The box is finally opened. When the cat is observed, every state of existence collapses into one event. Alive or dead, we have observed the final results. Our observation helps to create the result.
How does this relate to the Tarot? This “mystical, divination” tool becomes a cat in a box. As the client shuffles the cards, as the client asks the question, all possibilities exist at the same time.
When the cards are cast, all those possibilities collapse into what the reader and the client will observe. The casting, a good dose of intuition, and oodles of life experience is used by the reader who empowers the client to be aware of obstacles and talents they possess that will shape the future.
The client’s response to the cards is my first observation.
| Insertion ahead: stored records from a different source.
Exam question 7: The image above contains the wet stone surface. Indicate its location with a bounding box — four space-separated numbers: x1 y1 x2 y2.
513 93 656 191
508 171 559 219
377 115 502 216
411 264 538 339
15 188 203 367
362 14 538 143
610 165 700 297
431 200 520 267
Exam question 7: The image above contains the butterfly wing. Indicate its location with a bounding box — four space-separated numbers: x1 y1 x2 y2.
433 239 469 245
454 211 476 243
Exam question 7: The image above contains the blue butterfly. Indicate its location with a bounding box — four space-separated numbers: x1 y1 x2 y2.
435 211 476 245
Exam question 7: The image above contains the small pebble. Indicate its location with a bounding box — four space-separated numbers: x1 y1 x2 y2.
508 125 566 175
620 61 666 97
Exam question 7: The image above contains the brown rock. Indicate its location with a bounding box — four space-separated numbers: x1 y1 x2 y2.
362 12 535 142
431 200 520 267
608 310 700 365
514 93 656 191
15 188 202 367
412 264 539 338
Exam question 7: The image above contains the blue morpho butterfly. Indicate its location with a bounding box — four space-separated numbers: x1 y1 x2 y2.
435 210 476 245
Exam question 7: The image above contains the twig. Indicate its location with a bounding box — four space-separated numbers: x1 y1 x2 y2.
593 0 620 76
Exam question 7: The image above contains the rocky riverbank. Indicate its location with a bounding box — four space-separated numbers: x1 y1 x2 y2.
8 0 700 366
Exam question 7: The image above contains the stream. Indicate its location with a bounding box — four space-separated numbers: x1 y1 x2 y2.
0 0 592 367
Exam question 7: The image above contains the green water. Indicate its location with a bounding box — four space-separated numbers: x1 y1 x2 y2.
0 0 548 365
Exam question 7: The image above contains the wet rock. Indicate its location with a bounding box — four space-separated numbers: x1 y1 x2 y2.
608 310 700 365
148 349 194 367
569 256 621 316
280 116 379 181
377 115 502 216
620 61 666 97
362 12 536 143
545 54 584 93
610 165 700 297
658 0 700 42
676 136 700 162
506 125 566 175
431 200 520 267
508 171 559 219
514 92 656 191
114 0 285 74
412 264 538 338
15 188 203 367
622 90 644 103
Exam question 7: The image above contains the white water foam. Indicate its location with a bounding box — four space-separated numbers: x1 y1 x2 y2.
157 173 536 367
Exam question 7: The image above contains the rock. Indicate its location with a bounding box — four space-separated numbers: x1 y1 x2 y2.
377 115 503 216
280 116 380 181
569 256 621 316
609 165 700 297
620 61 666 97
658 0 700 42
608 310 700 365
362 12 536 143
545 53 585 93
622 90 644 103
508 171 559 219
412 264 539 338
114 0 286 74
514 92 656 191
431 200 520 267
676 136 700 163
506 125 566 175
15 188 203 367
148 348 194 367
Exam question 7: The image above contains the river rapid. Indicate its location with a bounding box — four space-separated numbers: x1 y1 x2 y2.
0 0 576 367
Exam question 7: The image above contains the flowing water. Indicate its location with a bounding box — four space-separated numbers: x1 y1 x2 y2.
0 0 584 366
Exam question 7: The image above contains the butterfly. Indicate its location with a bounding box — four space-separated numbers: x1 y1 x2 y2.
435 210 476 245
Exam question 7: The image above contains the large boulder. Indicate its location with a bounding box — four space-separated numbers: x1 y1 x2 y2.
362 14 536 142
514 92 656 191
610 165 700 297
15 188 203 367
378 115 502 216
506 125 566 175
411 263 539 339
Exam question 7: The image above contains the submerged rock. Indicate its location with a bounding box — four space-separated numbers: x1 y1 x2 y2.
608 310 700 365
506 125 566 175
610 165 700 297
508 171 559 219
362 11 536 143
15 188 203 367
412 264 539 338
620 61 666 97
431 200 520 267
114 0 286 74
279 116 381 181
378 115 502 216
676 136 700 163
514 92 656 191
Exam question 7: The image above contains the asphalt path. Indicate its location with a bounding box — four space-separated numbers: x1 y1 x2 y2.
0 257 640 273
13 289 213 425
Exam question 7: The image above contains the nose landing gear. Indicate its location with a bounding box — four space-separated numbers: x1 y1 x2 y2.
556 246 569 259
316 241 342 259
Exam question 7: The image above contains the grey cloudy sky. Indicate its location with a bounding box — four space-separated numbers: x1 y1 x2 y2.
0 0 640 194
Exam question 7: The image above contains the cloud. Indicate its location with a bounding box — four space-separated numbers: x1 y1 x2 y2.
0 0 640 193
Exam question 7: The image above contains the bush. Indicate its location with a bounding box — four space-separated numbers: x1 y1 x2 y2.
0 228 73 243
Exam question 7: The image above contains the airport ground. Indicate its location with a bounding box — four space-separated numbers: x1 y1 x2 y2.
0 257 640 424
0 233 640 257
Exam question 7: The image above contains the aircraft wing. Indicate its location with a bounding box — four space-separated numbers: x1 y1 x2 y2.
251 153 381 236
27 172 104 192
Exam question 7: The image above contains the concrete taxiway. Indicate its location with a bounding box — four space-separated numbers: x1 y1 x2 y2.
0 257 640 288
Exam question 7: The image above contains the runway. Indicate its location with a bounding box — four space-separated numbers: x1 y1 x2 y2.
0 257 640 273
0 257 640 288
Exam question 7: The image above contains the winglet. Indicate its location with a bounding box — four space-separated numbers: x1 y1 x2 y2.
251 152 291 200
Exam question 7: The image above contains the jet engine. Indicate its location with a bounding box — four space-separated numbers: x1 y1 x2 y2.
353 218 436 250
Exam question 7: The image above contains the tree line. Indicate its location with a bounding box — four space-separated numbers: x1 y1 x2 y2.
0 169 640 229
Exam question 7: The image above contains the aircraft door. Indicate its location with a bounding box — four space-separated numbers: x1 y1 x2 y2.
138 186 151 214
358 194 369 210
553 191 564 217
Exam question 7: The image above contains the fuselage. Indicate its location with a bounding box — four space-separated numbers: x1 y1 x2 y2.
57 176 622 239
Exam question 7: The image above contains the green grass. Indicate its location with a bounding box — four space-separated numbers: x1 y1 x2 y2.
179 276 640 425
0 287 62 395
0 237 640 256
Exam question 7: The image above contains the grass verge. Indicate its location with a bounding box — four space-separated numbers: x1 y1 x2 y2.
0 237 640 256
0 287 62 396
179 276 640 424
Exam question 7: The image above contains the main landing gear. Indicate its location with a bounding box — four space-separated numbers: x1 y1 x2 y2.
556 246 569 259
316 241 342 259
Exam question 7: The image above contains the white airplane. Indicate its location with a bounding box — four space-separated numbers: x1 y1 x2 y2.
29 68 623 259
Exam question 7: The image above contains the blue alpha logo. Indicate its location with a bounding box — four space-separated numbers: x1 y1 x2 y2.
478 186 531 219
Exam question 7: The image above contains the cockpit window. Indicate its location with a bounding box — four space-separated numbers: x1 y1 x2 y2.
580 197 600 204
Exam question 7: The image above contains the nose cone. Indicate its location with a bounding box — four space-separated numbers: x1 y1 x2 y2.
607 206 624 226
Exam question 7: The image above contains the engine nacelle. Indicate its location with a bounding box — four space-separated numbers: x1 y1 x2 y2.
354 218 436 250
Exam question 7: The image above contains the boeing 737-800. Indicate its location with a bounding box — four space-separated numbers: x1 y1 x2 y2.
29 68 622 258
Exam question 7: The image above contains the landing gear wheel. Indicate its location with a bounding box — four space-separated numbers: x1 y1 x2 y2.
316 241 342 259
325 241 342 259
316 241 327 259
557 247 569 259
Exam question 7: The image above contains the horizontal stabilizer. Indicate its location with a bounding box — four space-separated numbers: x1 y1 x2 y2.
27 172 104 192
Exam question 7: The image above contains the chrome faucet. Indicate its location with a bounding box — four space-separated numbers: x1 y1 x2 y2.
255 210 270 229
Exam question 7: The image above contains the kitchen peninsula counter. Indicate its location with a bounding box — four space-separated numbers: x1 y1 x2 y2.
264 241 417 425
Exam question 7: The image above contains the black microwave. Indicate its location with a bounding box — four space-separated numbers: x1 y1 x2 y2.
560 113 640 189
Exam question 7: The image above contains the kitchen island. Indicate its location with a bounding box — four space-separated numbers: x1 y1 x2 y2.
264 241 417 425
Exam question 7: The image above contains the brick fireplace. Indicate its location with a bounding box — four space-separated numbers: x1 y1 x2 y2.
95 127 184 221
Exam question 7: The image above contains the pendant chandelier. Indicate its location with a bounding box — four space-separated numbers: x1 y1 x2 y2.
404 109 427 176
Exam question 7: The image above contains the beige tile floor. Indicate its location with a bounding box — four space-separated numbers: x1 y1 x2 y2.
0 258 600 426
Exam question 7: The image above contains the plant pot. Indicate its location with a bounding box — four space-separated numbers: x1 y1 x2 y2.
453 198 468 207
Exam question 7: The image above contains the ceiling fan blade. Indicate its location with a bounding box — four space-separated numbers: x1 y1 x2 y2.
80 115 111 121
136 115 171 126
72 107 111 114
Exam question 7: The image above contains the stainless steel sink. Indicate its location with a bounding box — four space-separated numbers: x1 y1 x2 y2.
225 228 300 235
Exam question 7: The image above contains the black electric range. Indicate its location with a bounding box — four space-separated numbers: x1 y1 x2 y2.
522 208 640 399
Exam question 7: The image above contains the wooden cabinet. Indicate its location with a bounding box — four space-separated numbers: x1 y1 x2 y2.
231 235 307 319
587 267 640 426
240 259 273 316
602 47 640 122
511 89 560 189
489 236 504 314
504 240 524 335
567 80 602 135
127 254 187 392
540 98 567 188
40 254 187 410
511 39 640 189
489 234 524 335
Observation is my “super-power.” One of my colleagues calls it “I.O. magic.” A good reader often has this ability and it is a neurological wiring that often runs in families.
Throughout history, others have called it “witch craft” or labeled the person as “queer” or “touched.” The ability of these rare individuals scared those who didn’t have the predilection for this kind of intuition. I often was ridiculed and bullied because I could “divine” the true motives of the people around me. I discussed intuition and Intuitives in a previous post.
It’s not “magic.” It’s not “psychic.”
Another colleague, a reader and coach located in the DC metropolitan area is emphatic when she says she is not a psychic. With the help of the cards, she nudges her clients in directions that represent unformed realities. How they choose to observe those realities is up to them.
That’s why I can’t “predict” your future. I can only help you shape the life you want.